Unfortunately, the measure was not actuarially sound. Payments to eligible beneficiaries began immediately, restricting the pension plan’s ability to accumulate assets. Further, there were no actuarially determined employer or employee contributions. Instead, sources of funds for the new benefit were money docked from teacher wages due to absences (paid sick leave was rare in those days), donations and investment income. In his signing statement, then-Gov. Roswell Flower declared, “Had the bill proposed a system of pensions for teachers at public expense I should not have approved of it.” This proved to be penny wise and pound foolish.

By 1897 annual benefit payments exceeded the three revenue sources specified in the original legislation. The state legislature responded by providing new revenue sources: 5 percent of the proceeds from New York City excise taxes and (from 1905) a 1 percent employee contribution.

But along with the new revenues, there were benefit enhancements as well. For example, a minimum pension was added, men were able to retire with 30 years of service after 1901, and after 1907 both men and women became eligible for pensions after 20 years if they were disabled.

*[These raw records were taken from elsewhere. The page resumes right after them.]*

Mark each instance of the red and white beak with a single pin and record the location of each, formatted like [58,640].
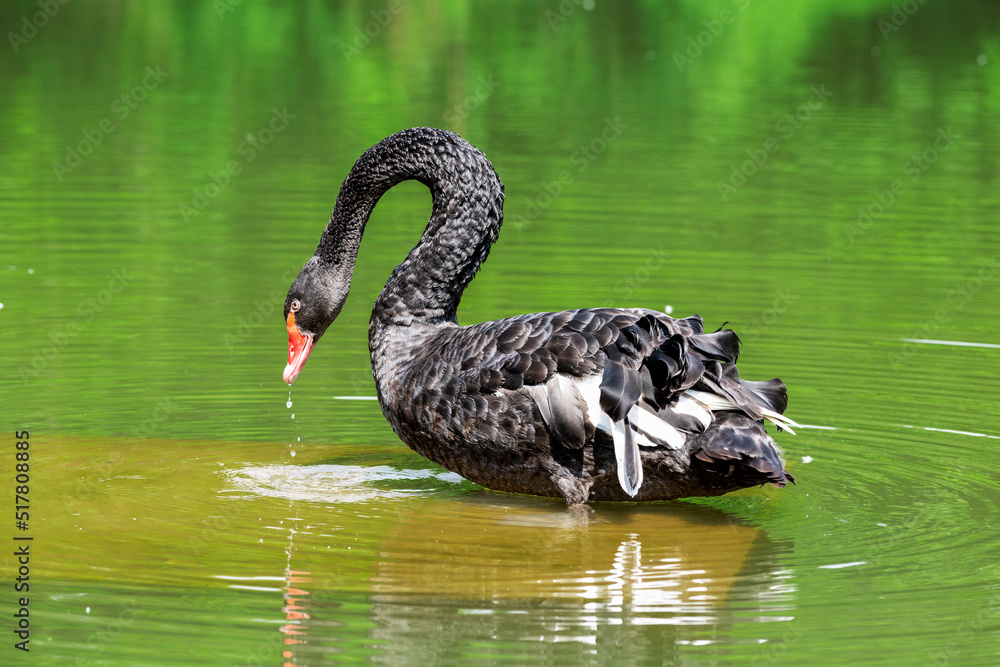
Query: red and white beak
[299,347]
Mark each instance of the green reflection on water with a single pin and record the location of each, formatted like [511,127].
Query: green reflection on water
[141,284]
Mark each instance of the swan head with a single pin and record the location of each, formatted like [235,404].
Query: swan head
[313,302]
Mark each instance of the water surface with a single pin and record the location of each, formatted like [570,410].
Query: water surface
[825,184]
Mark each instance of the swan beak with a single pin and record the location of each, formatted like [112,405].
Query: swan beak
[299,347]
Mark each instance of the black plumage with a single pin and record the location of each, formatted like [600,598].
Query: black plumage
[551,404]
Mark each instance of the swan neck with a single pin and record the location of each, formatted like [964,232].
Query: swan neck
[465,220]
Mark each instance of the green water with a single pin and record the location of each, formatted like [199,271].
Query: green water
[824,176]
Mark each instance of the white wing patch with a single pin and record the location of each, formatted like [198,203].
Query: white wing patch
[642,427]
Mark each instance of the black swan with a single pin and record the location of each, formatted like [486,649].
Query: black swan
[592,404]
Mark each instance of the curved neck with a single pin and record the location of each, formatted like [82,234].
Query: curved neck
[466,217]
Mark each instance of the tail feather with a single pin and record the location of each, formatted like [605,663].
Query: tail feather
[736,450]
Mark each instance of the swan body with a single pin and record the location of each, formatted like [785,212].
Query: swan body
[591,404]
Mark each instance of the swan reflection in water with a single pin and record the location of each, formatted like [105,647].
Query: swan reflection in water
[451,574]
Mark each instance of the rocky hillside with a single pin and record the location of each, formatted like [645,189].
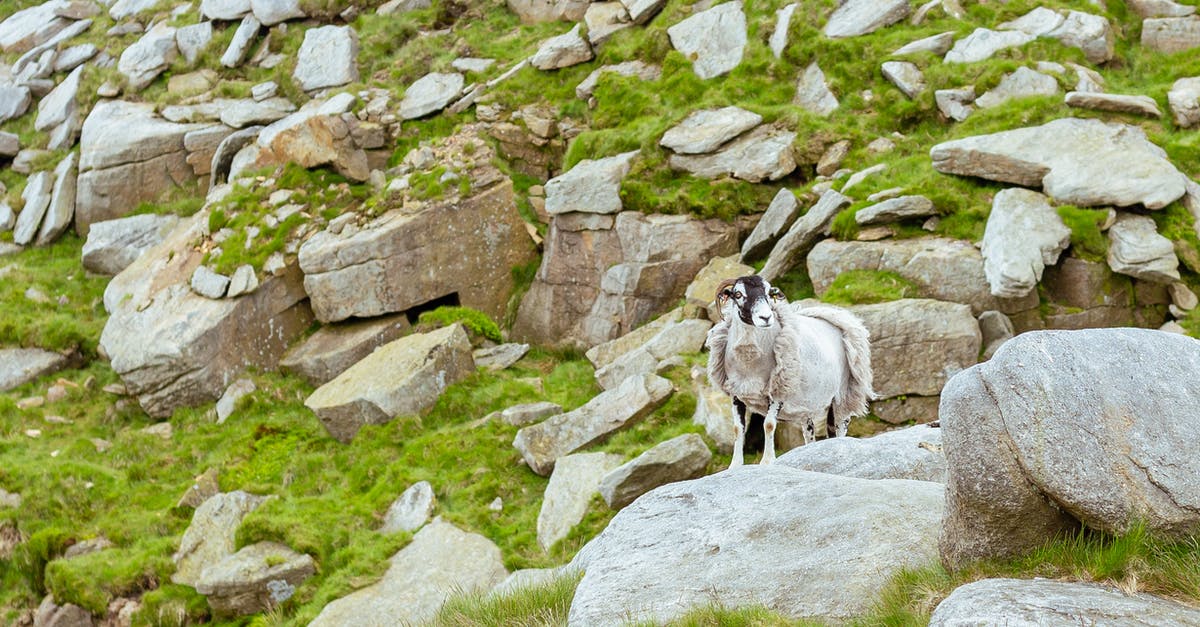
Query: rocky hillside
[317,311]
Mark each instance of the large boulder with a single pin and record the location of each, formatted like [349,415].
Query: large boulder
[441,561]
[1085,162]
[804,544]
[401,377]
[174,347]
[127,155]
[543,443]
[1061,428]
[1049,602]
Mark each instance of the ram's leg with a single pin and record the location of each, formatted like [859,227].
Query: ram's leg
[739,429]
[768,433]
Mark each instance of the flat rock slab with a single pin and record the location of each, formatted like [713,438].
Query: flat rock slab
[717,539]
[1024,234]
[913,453]
[713,39]
[543,443]
[1084,162]
[705,131]
[1091,427]
[441,561]
[678,459]
[401,377]
[1048,602]
[22,365]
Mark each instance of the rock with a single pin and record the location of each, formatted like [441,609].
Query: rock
[249,581]
[192,40]
[543,443]
[804,233]
[1084,162]
[336,347]
[454,246]
[210,537]
[707,130]
[905,76]
[114,244]
[1170,35]
[126,156]
[779,216]
[713,39]
[1048,602]
[441,561]
[570,490]
[678,459]
[813,91]
[778,41]
[1019,84]
[937,45]
[22,365]
[713,541]
[399,378]
[328,58]
[982,43]
[411,511]
[1114,102]
[913,453]
[1062,425]
[1137,249]
[563,51]
[591,186]
[639,69]
[918,344]
[894,210]
[1024,234]
[762,154]
[430,94]
[859,17]
[148,57]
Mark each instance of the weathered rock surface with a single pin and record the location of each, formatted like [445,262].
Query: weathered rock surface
[917,345]
[411,509]
[1137,249]
[247,581]
[441,561]
[1024,234]
[1049,602]
[401,377]
[912,453]
[678,459]
[210,537]
[1084,162]
[713,39]
[335,347]
[570,490]
[1068,428]
[543,443]
[715,541]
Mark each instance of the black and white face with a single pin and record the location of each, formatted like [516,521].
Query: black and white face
[750,299]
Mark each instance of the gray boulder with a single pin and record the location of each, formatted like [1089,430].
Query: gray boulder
[401,377]
[1084,162]
[328,58]
[678,459]
[1024,234]
[1063,429]
[713,39]
[569,493]
[1056,603]
[913,453]
[543,443]
[441,561]
[715,541]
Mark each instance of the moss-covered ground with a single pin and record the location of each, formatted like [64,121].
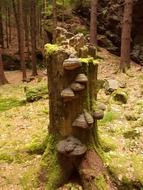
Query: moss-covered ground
[121,130]
[23,127]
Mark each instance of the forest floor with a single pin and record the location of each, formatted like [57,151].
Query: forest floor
[24,124]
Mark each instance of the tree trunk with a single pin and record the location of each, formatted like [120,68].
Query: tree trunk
[33,36]
[9,24]
[126,35]
[3,79]
[54,21]
[93,23]
[1,27]
[6,28]
[21,39]
[15,10]
[73,135]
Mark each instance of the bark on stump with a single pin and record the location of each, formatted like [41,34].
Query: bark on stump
[64,113]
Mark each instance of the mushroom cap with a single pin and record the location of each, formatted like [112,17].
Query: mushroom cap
[88,117]
[72,63]
[80,122]
[98,114]
[71,147]
[67,93]
[75,86]
[101,106]
[81,78]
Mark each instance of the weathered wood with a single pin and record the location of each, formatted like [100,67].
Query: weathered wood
[63,117]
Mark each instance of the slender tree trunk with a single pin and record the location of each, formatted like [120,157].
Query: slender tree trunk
[27,44]
[21,28]
[3,79]
[73,127]
[33,36]
[126,35]
[9,24]
[6,28]
[54,21]
[1,27]
[93,23]
[15,10]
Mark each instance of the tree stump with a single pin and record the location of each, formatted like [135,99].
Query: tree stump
[73,137]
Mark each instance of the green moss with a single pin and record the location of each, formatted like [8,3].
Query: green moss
[8,103]
[50,49]
[81,29]
[37,145]
[89,59]
[120,96]
[100,182]
[50,166]
[108,144]
[109,117]
[8,158]
[29,180]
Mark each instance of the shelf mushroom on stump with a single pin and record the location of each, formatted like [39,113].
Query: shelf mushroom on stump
[69,76]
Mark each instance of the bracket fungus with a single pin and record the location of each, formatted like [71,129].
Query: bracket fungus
[98,114]
[72,62]
[80,121]
[88,117]
[71,147]
[81,78]
[83,120]
[68,94]
[75,86]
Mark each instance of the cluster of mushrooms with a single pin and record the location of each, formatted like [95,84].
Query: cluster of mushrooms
[72,146]
[81,79]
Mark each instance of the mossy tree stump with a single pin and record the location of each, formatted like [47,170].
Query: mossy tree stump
[73,137]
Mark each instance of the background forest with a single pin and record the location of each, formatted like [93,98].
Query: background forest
[27,150]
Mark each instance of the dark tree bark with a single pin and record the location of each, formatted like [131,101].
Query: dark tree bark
[21,39]
[63,163]
[3,79]
[33,36]
[1,27]
[54,21]
[93,23]
[6,28]
[126,36]
[9,24]
[15,10]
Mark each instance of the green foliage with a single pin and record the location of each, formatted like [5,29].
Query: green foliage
[8,103]
[107,143]
[120,96]
[81,29]
[100,183]
[50,49]
[37,145]
[5,157]
[50,166]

By 1914, the New York City Teacher’s Retirement Fund had less than $900,000 in funds to cover almost $70 million in actuarial liabilities—yielding a funded ratio of just over one percent.  In 1915, the fund balance declined to zero, causing missed payments and a freeze on new retirements: teachers eligible to retire were obliged to continue working.

Restructuring

The city formed a pension commission to review the bankrupt teacher pension fund, as well as other troubled municipal plans and make recommendations. The commission concluded:

It is unjust to taxpayers that they should be asked in any one year to meet the obligations for service rendered in the past. … No method other than annual payments on an actuarial basis can be advanced for currently accruing funds to meet liabilities as they accumulate.

In 1917, the state legislature adopted a pension reform that mirrored many of the commission’s recommendations.  These included increased employee and employer contributions, a minimum retirement age (in addition to a minimum service duration) and regular actuarial reviews.

After 23 years, New York City teachers finally had a sustainable pension system. But it was also one that locked in the lifelong service model, making the profession less attractive as a starter or encore career.

Lessons Learned

Offering teachers retirement security is one way to attract more qualified people into the profession. But, if retirement benefits are not properly structured, they can create problems that undermine the quality of education.

Promising retirement benefits and then not properly funding them is a false economy.  Creating a program that theoretically had no public expense, as stated by Gov. Flowers in 1894, led to a collapse of the system in 1915. Teachers who were ready to retire instead were obliged to remain in the classroom. We can be sure that they weren’t pleased, and one can imagine the possible toll this took on their classroom performance.

Offsetting low cash compensation with pension benefits is a mixed blessing. The public schools can attract higher quality professionals this way, but only those who intend to make teaching a lifetime career. Students in public schools thus lose out on the chance to learn from individuals with diverse career backgrounds who may be looking for supplementary income in their 50s, 60s or even 70s. Students may also be exposed to fewer recent college graduates who might like to teach for a couple of years early in their careers before entering a different field.

Fully funding pension benefits when they are earned and providing portability after a short vesting period would have been a better design approach 125 years ago, and it still is today.